قُلۡ اِنَّنِیۡ ہَدٰىنِیۡ رَبِّیۡۤ اِلٰی صِرَاطٍ مُّسۡتَقِیۡمٍ ۬ۚ دِیۡنًا قِیَمًا مِّلَّۃَ اِبۡرٰہِیۡمَ حَنِیۡفًا ۚ وَ مَا کَانَ مِنَ الۡمُشۡرِکِیۡنَ ﴿۱۶۱﴾
Qoel iennaniee hadaaniee Rabbieee ielaa Sieraatiem Moestaqieemien dieenan qieyamam Miellata Ibraahieema hanieefaa; wa maa kaana mienal moeshriekieen
6:161 Zeg: "Voorzeker, wat mij betreft, Mijn Heer heeft mij naar een recht pad geleid, (een pad van) een rechtvaardige levenswijze, de geloofsopvatting van Ibrahiem, een pure monotheïst en niet behorend tot de polytheïsten."

قُلۡ اِنَّ صَلَاتِیۡ وَ نُسُکِیۡ وَ مَحۡیَایَ وَ مَمَاتِیۡ لِلّٰہِ رَبِّ الۡعٰلَمِیۡنَ ﴿۲۶۱﴾
Qoel ienna Salaatiee wa noesoekiee wa mahyaaya wa mamaatiee liellaahie Rabbiel 'aalamieen
6:162 Zeg: "Voorzeker, mijn 'salaat', mijn aanbidding, mijn leven en mijn dood zijn voor Allah, Heer der werelden."

لَا شَرِیۡکَ لَہٗ ۚ وَ بِذٰلِکَ اُمِرۡتُ وَ اَنَا اَوَّلُ الۡمُسۡلِمِیۡنَ ﴿۳۶۱﴾
Laa sharieeka lahoe wa biezaalieka oemiertoe wa ana awwaloel moesliemieen
6:163 Geen partners voor Hem!

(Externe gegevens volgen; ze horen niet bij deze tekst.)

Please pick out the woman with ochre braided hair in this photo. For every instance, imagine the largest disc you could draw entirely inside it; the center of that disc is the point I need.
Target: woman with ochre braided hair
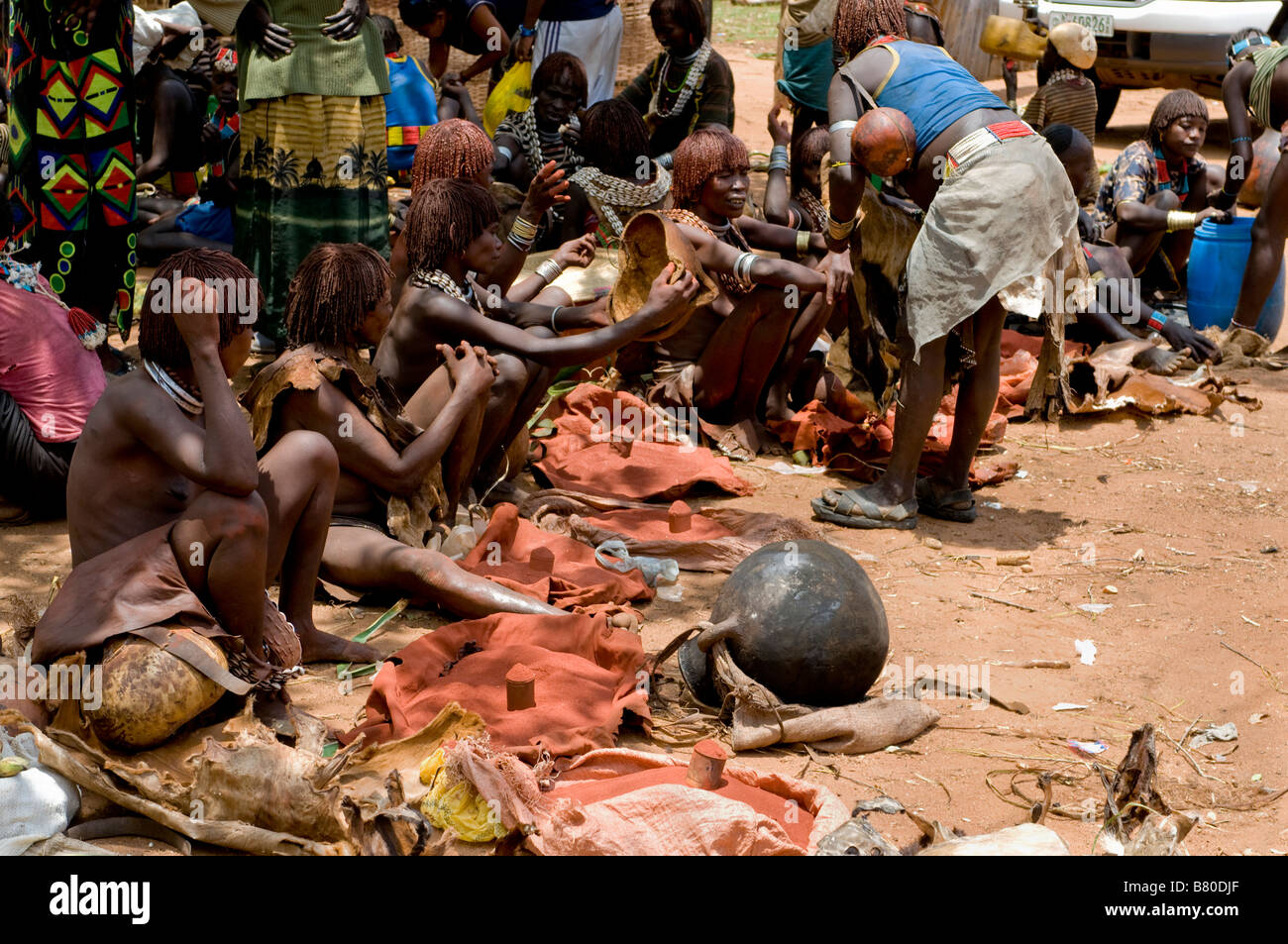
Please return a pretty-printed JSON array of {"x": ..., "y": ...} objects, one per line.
[
  {"x": 618, "y": 178},
  {"x": 686, "y": 88}
]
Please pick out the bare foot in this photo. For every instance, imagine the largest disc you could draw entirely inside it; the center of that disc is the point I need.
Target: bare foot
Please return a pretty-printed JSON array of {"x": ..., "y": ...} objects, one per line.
[
  {"x": 777, "y": 406},
  {"x": 322, "y": 647}
]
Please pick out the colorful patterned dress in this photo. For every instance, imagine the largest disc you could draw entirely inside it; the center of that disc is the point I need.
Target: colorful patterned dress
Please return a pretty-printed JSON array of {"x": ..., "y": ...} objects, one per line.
[
  {"x": 313, "y": 153},
  {"x": 71, "y": 128}
]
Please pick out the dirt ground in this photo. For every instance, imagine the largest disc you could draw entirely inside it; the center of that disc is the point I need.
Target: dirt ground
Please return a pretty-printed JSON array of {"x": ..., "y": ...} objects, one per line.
[{"x": 1183, "y": 518}]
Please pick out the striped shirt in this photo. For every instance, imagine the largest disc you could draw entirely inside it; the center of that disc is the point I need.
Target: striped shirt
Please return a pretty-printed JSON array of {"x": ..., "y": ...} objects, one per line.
[{"x": 1068, "y": 98}]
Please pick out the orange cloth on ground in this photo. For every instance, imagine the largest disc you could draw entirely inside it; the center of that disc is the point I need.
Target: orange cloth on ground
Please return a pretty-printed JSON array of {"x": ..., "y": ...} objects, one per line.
[
  {"x": 653, "y": 524},
  {"x": 622, "y": 450},
  {"x": 587, "y": 681},
  {"x": 503, "y": 554}
]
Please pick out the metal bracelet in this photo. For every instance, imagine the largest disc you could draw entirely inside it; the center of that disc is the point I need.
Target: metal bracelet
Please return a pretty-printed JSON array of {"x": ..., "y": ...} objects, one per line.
[{"x": 550, "y": 270}]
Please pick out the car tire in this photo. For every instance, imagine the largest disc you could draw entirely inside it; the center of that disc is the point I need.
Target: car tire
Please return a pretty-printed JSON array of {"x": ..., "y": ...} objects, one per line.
[{"x": 1107, "y": 99}]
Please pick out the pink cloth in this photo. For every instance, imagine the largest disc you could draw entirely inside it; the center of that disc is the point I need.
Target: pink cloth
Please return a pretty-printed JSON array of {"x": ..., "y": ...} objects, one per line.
[{"x": 44, "y": 366}]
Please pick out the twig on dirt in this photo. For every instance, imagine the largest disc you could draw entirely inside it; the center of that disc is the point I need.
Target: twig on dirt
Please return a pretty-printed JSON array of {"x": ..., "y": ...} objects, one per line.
[
  {"x": 1252, "y": 805},
  {"x": 1271, "y": 677},
  {"x": 1190, "y": 759},
  {"x": 1166, "y": 708},
  {"x": 919, "y": 777},
  {"x": 1077, "y": 449},
  {"x": 1005, "y": 603}
]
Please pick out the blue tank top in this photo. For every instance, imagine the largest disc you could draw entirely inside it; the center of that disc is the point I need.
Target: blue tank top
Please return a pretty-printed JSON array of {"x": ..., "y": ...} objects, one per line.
[
  {"x": 411, "y": 106},
  {"x": 931, "y": 88}
]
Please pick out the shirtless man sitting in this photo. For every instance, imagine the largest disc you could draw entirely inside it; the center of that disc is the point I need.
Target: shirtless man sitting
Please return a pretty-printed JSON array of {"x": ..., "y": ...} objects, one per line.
[
  {"x": 451, "y": 231},
  {"x": 390, "y": 487},
  {"x": 742, "y": 353},
  {"x": 165, "y": 498}
]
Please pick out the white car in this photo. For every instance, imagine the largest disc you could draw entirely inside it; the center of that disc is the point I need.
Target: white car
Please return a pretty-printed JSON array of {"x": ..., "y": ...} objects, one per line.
[{"x": 1147, "y": 44}]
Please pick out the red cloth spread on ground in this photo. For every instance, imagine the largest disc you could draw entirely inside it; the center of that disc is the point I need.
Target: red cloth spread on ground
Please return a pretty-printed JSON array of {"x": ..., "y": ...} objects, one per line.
[
  {"x": 794, "y": 820},
  {"x": 587, "y": 681},
  {"x": 578, "y": 581},
  {"x": 655, "y": 524},
  {"x": 614, "y": 445},
  {"x": 845, "y": 437}
]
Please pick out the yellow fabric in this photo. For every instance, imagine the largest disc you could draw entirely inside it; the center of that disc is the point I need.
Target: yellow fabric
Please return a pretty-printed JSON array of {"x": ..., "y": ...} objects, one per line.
[
  {"x": 458, "y": 806},
  {"x": 511, "y": 94}
]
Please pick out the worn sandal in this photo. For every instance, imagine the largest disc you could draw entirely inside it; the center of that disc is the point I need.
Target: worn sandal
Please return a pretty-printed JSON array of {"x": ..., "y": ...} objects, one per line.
[
  {"x": 870, "y": 514},
  {"x": 943, "y": 506}
]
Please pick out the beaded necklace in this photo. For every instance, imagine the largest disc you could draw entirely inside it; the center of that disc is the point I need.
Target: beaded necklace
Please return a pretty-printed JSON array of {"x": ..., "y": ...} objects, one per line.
[
  {"x": 729, "y": 282},
  {"x": 539, "y": 147},
  {"x": 437, "y": 278},
  {"x": 188, "y": 402},
  {"x": 613, "y": 193},
  {"x": 1064, "y": 75},
  {"x": 694, "y": 77}
]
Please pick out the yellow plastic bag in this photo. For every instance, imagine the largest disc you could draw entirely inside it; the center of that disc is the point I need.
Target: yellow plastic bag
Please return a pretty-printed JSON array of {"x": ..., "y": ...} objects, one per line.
[
  {"x": 458, "y": 806},
  {"x": 511, "y": 94}
]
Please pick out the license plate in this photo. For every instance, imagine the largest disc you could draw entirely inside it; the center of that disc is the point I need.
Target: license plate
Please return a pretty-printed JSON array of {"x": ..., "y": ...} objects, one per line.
[{"x": 1099, "y": 24}]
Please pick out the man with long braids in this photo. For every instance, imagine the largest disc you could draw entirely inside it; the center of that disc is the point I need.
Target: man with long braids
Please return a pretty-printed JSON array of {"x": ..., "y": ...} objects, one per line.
[
  {"x": 618, "y": 178},
  {"x": 459, "y": 150},
  {"x": 979, "y": 171},
  {"x": 451, "y": 231},
  {"x": 397, "y": 478},
  {"x": 743, "y": 351},
  {"x": 1257, "y": 86},
  {"x": 1155, "y": 193},
  {"x": 188, "y": 524}
]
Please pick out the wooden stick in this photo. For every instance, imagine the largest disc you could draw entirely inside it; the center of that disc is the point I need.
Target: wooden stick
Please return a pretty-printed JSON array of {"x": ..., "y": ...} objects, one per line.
[{"x": 1005, "y": 603}]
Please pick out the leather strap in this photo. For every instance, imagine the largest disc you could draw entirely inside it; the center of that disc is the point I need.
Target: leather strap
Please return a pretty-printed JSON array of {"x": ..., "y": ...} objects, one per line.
[
  {"x": 178, "y": 644},
  {"x": 112, "y": 827}
]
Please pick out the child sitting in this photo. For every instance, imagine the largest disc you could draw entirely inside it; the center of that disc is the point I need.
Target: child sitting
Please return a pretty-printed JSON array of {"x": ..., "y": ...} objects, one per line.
[
  {"x": 458, "y": 150},
  {"x": 1256, "y": 85},
  {"x": 805, "y": 209},
  {"x": 390, "y": 488},
  {"x": 1119, "y": 304},
  {"x": 618, "y": 178},
  {"x": 743, "y": 351},
  {"x": 1155, "y": 193},
  {"x": 167, "y": 511},
  {"x": 451, "y": 231},
  {"x": 686, "y": 88}
]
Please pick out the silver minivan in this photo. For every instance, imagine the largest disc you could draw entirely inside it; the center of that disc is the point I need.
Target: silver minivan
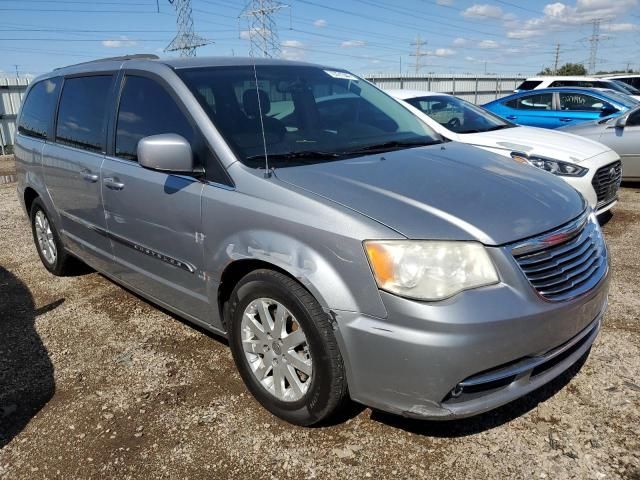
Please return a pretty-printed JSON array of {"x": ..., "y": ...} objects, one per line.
[{"x": 343, "y": 248}]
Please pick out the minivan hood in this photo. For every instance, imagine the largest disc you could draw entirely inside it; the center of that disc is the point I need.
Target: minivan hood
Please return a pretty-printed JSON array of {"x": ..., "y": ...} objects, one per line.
[
  {"x": 538, "y": 141},
  {"x": 448, "y": 191}
]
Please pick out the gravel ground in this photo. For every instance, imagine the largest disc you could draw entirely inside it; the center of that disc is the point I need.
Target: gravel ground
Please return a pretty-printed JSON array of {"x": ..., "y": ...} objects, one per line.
[{"x": 96, "y": 382}]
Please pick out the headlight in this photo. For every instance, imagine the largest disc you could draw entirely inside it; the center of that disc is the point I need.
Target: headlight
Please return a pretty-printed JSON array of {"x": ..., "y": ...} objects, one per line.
[
  {"x": 429, "y": 269},
  {"x": 554, "y": 166}
]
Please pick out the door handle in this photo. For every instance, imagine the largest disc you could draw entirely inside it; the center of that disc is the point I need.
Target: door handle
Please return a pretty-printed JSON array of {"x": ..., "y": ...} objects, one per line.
[
  {"x": 113, "y": 183},
  {"x": 88, "y": 176}
]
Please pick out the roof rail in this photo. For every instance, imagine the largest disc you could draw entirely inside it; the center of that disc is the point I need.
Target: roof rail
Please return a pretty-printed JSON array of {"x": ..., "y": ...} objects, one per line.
[{"x": 137, "y": 56}]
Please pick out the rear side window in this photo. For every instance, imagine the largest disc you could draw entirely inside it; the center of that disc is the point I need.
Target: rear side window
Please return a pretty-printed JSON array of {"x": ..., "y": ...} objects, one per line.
[
  {"x": 634, "y": 119},
  {"x": 581, "y": 102},
  {"x": 81, "y": 115},
  {"x": 37, "y": 111},
  {"x": 146, "y": 108},
  {"x": 528, "y": 85},
  {"x": 540, "y": 101}
]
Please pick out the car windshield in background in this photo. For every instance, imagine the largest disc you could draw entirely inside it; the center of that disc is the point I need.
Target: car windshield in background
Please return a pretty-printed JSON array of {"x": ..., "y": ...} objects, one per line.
[
  {"x": 622, "y": 99},
  {"x": 309, "y": 114},
  {"x": 626, "y": 87},
  {"x": 458, "y": 115}
]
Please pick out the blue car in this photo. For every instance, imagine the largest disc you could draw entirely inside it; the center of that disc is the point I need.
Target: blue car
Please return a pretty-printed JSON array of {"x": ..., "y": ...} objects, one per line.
[{"x": 558, "y": 107}]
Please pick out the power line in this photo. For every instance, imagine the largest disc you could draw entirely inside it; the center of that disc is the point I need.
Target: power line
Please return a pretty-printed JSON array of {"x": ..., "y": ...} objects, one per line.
[
  {"x": 186, "y": 40},
  {"x": 594, "y": 40},
  {"x": 263, "y": 32},
  {"x": 419, "y": 53}
]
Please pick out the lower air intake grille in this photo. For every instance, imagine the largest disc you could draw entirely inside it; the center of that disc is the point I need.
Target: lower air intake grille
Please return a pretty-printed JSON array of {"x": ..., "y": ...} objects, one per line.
[{"x": 606, "y": 182}]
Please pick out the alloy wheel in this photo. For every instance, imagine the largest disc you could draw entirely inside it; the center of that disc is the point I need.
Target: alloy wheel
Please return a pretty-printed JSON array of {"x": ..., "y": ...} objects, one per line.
[{"x": 276, "y": 349}]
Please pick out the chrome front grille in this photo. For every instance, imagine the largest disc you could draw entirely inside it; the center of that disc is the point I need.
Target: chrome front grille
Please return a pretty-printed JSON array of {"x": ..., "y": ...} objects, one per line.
[
  {"x": 606, "y": 182},
  {"x": 565, "y": 263}
]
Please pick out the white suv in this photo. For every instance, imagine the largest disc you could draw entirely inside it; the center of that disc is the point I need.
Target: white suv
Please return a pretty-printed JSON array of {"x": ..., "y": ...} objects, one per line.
[
  {"x": 536, "y": 83},
  {"x": 590, "y": 167}
]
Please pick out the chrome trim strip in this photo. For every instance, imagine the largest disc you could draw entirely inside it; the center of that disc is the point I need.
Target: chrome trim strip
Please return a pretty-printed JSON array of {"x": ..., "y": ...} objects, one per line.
[
  {"x": 560, "y": 235},
  {"x": 528, "y": 364},
  {"x": 136, "y": 246}
]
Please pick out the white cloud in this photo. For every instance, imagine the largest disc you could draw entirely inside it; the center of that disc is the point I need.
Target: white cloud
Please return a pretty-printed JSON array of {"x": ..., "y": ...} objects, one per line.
[
  {"x": 620, "y": 27},
  {"x": 123, "y": 41},
  {"x": 483, "y": 11},
  {"x": 558, "y": 15},
  {"x": 247, "y": 34},
  {"x": 488, "y": 44},
  {"x": 352, "y": 43},
  {"x": 292, "y": 50},
  {"x": 442, "y": 52}
]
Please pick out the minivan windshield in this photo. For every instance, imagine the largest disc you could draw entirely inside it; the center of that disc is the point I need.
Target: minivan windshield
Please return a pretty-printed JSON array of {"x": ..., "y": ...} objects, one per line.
[
  {"x": 458, "y": 115},
  {"x": 307, "y": 114}
]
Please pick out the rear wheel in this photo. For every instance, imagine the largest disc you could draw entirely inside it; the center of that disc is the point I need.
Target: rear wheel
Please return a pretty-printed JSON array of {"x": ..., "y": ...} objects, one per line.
[
  {"x": 50, "y": 249},
  {"x": 285, "y": 349}
]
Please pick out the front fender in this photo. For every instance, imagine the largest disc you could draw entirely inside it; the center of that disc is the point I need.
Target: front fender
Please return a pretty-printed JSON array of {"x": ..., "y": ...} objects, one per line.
[{"x": 337, "y": 274}]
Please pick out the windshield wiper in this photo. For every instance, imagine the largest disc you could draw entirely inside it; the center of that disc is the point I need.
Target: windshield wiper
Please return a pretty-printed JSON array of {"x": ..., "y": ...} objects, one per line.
[
  {"x": 498, "y": 127},
  {"x": 310, "y": 155},
  {"x": 392, "y": 145}
]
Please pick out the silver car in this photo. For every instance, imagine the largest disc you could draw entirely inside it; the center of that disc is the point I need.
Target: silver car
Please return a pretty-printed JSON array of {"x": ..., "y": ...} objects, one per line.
[
  {"x": 621, "y": 134},
  {"x": 345, "y": 250}
]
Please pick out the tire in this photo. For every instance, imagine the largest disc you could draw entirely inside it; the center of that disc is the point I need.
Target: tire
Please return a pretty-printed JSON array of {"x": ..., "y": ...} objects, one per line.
[
  {"x": 62, "y": 263},
  {"x": 305, "y": 404}
]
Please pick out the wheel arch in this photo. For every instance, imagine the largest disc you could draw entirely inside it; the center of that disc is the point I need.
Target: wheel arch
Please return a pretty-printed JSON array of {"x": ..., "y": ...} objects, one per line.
[
  {"x": 29, "y": 196},
  {"x": 339, "y": 279}
]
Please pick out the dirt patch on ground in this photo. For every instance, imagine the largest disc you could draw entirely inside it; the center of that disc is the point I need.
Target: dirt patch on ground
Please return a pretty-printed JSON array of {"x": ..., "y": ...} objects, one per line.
[{"x": 96, "y": 382}]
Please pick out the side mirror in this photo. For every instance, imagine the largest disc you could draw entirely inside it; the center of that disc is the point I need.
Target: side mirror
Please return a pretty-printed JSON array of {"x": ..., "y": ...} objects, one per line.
[
  {"x": 607, "y": 110},
  {"x": 621, "y": 121},
  {"x": 167, "y": 152}
]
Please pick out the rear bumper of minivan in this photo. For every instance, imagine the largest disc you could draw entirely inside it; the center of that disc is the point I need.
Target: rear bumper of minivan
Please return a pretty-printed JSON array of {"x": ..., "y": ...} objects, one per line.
[{"x": 466, "y": 355}]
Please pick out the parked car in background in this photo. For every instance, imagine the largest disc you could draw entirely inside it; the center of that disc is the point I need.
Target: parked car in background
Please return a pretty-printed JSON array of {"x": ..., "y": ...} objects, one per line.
[
  {"x": 576, "y": 160},
  {"x": 364, "y": 256},
  {"x": 630, "y": 79},
  {"x": 621, "y": 133},
  {"x": 630, "y": 89},
  {"x": 555, "y": 107},
  {"x": 537, "y": 83}
]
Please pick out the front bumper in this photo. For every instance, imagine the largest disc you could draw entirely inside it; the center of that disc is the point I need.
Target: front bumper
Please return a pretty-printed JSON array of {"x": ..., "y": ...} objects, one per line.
[{"x": 468, "y": 354}]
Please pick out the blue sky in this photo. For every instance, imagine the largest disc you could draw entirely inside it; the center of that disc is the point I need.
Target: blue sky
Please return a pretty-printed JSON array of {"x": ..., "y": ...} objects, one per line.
[{"x": 362, "y": 35}]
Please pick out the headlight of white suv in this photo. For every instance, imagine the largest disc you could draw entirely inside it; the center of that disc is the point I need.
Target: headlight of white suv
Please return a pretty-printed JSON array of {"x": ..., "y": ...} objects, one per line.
[
  {"x": 556, "y": 167},
  {"x": 429, "y": 269}
]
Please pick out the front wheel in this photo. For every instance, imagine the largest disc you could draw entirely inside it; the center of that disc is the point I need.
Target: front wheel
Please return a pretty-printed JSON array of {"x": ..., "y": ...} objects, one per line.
[
  {"x": 284, "y": 347},
  {"x": 50, "y": 249}
]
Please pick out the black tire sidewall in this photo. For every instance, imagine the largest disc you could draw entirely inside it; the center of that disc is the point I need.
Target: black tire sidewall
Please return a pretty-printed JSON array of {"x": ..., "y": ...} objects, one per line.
[{"x": 310, "y": 408}]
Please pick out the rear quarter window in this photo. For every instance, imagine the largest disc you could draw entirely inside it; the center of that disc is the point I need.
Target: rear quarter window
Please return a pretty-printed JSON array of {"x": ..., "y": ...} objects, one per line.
[
  {"x": 528, "y": 85},
  {"x": 37, "y": 111},
  {"x": 81, "y": 115}
]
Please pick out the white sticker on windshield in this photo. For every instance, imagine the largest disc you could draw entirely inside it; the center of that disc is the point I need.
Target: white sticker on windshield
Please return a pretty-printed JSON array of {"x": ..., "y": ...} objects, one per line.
[{"x": 342, "y": 75}]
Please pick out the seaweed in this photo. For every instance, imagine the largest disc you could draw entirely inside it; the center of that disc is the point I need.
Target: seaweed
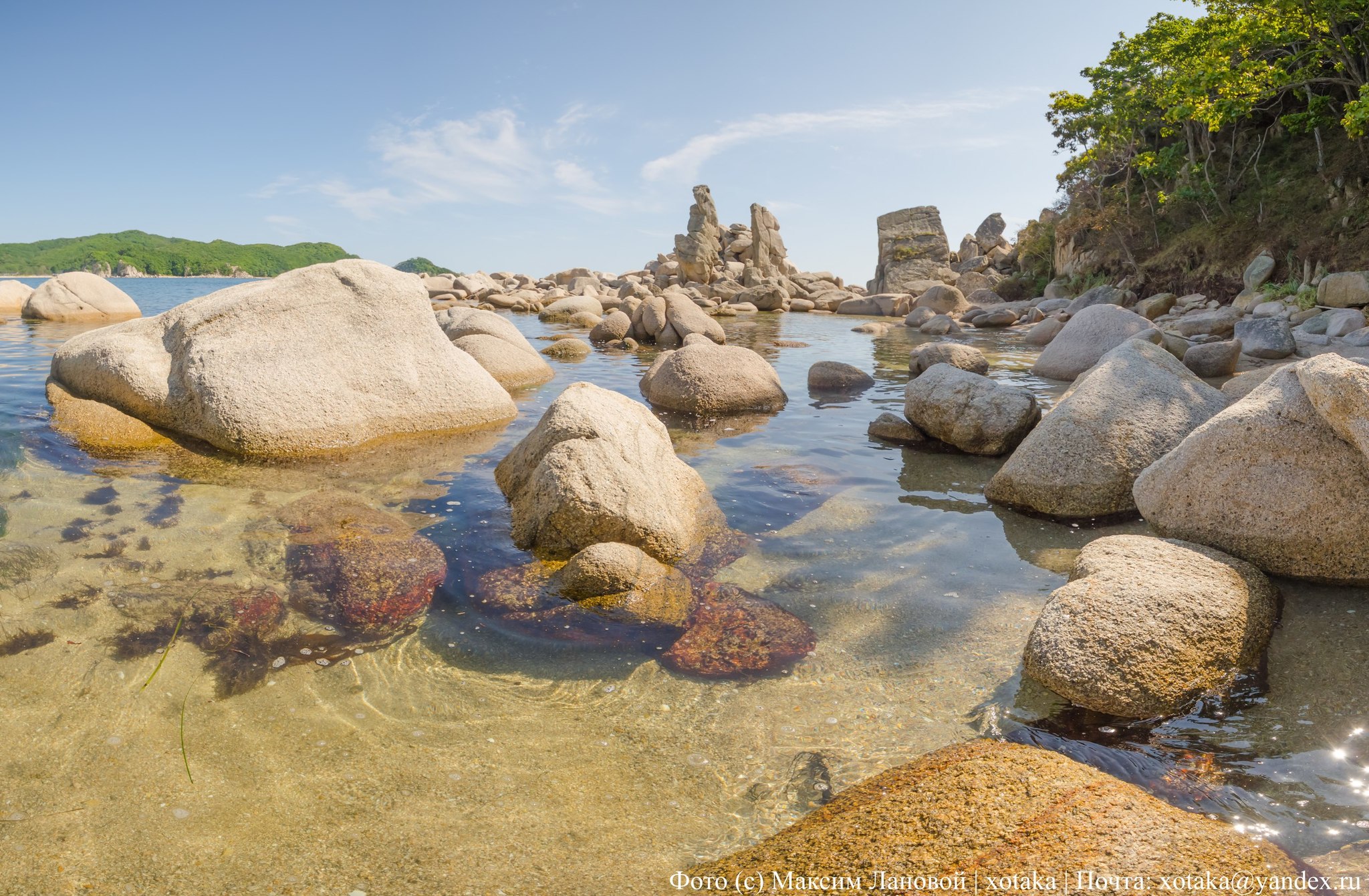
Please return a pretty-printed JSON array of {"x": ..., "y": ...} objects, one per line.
[{"x": 22, "y": 641}]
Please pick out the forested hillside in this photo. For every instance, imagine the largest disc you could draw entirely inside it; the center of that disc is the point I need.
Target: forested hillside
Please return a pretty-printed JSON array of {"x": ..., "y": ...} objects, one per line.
[
  {"x": 166, "y": 256},
  {"x": 1205, "y": 140}
]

En met dat, ben ik opgedragen (om het te verkondigen). En ik ben de eerste die zich aan Hem overgeeft (van deze Ummah/gemeenschap)."

قُلۡ اَغَیۡرَ اللّٰہِ اَبۡغِیۡ رَبًّا وَّ ہُوَ رَبُّ کُلِّ شَیۡءٍ ؕ وَ لَا تَکۡسِبُ کُلُّ نَفۡسٍ اِلَّا عَلَیۡہَا ۚ وَ لَا تَزِرُ وَازِرَۃٌ وِّزۡرَ اُخۡرٰی ۚ ثُمَّ اِلٰی رَبِّکُمۡ مَّرۡجِعُکُمۡ فَیُنَبِّئُکُمۡ بِمَا کُنۡتُمۡ فِیۡہِ تَخۡتَلِفُوۡنَ ﴿۴۶۱﴾
Qoel aghairal laahie abghiee Rabbaw wa Hoewa Rabboe koellie shaiyy'; wa laa taksieboe koelloe nafsien iellaa 'alaihaa; wa laa tazieroe waazieratoew wiezra oeghraa; soemma ielaa Rabbiekoem mardjie'oekoem fa yoenabbie'oekoem biemaa koentoem fieehie taghtaliefoen
6:164 Zeg: "Is er iets anders dan Allah, die ik moet zoeken als Heer, terwijl Hij de heer is van alles?" De verdiensten (door slechte en goede daden) van elk Nafs (persoon) rust slechts op de persoon zelf. En niemand draagt een last van een ander. Vervolgens, is jullie terugkeer bij jullie Heer en Hij zal jullie informeren waar jullie in verschilden.

وَ ہُوَ الَّذِیۡ جَعَلَکُمۡ خَلٰٓئِفَ الۡاَرۡضِ وَ رَفَعَ بَعۡضَکُمۡ فَوۡقَ بَعۡضٍ دَرَجٰتٍ لِّیَبۡلُوَکُمۡ فِیۡ مَاۤ اٰتٰکُمۡ ؕ اِنَّ رَبَّکَ سَرِیۡعُ الۡعِقَابِ ۫ۖ وَ اِنَّہٗ لَغَفُوۡرٌ رَّحِیۡمٌ ﴿۵۶۱﴾
Wa Hoewal laziee dja'alakoem ghalaaa'iefal ardie wa rafa'a ba'dakoem fawqa ba'dien daradjaatiel lieyabloewakoem fiee maaa aataakoem; ienna Rabbaka sariee'oel 'ieqaabie wa iennahoe la Ghafoeroer Rahieem
6:165 En Hij is Degene Die jullie als Ghalifa (opvolgers van generaties op generaties) op de aarde heeft gemaakt. En Hij heeft enkele van jullie in niveau boven ander verheven, zodat Hij jullie kan beproeven met wat Hij jullie heeft gegeven. Voorzeker, jou Heer is snel in de afrekening en Hij is Al-Ghavoer (de meest vergevensgezinde), Ar-Rahiem (zeer Barmhartig naar gelovigen toe).